Seeing in the dark: Towards a broad construction of the access to data provisions of the DSA
Beatriz Botero Arcila, Pedro Ramaciotti, Emma Cabale
Publications – Article/chapitre
The Digital Services Act (DSA) is the most ambitious effort taken by liberal democratic nations to regulate social media platforms. One of the main ways it does this is by establishing various transparency obligations applicable to all platforms and search engines, as well as a specific transparency and data-sharing regime for the largest platforms and search engines, defined by the number of users. Specifically, Article 40 of the DSA grants vetted researchers access to data "for the sole purpose of conducting research that contributes to the detection, identification and understanding of systemic risks in the Union. " This article argues that Article 40's requirement for the requested data to be "necessary and proportionate" to conduct a specific type of research may hinder effective research. Indeed, researchers have been denied broad access -or any access to data -on privacy or confidentiality grounds before (Bontcheva, 2024).
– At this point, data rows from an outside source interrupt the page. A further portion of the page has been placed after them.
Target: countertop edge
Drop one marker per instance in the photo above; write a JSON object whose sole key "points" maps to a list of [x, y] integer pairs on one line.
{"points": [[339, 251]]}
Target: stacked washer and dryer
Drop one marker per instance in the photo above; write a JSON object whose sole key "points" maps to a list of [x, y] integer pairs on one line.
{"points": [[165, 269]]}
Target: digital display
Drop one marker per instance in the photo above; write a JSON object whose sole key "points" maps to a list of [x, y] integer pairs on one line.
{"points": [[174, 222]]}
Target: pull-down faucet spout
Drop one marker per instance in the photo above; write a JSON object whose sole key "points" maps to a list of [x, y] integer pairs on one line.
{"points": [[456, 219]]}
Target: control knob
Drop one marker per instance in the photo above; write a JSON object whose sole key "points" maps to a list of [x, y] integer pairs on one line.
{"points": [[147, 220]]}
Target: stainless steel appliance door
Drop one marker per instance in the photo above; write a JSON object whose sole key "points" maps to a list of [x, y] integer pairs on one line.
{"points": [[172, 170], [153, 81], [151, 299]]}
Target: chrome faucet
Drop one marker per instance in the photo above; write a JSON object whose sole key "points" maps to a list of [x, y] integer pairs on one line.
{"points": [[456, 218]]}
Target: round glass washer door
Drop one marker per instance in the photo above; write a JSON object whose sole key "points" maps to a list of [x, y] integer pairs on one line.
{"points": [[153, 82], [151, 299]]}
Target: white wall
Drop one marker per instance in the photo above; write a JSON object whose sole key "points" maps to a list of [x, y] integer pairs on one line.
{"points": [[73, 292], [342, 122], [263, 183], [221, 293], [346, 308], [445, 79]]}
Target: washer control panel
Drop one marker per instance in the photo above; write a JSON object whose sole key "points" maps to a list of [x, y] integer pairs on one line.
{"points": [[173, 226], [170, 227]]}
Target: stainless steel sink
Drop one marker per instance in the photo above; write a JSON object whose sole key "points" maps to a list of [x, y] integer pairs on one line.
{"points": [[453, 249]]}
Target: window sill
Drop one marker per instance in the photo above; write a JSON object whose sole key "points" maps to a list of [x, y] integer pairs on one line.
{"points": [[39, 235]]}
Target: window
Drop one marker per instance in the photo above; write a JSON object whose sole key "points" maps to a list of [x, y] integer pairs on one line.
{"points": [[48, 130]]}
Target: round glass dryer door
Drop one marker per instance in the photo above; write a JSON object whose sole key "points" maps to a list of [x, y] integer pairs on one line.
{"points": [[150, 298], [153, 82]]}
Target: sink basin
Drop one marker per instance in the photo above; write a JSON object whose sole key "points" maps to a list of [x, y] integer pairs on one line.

Consequently, researchers have limited prior knowledge of social media impacts and thus may have limited knowledge about what data, exactly, they need. Drawing on cutting-edge social media research, we explain why vetted researchers may thus need broad access to social media data to meet the objectives of the DSA. More specifically, we argue that researchers need access to system-level data, meaning data that captures how an entire digital system or platform operates, not just the activity of individual users. Consequently, we propose an interpretation of the DSA's data request requirements that would enable researchers to study the online political landscape of EU member states effectively.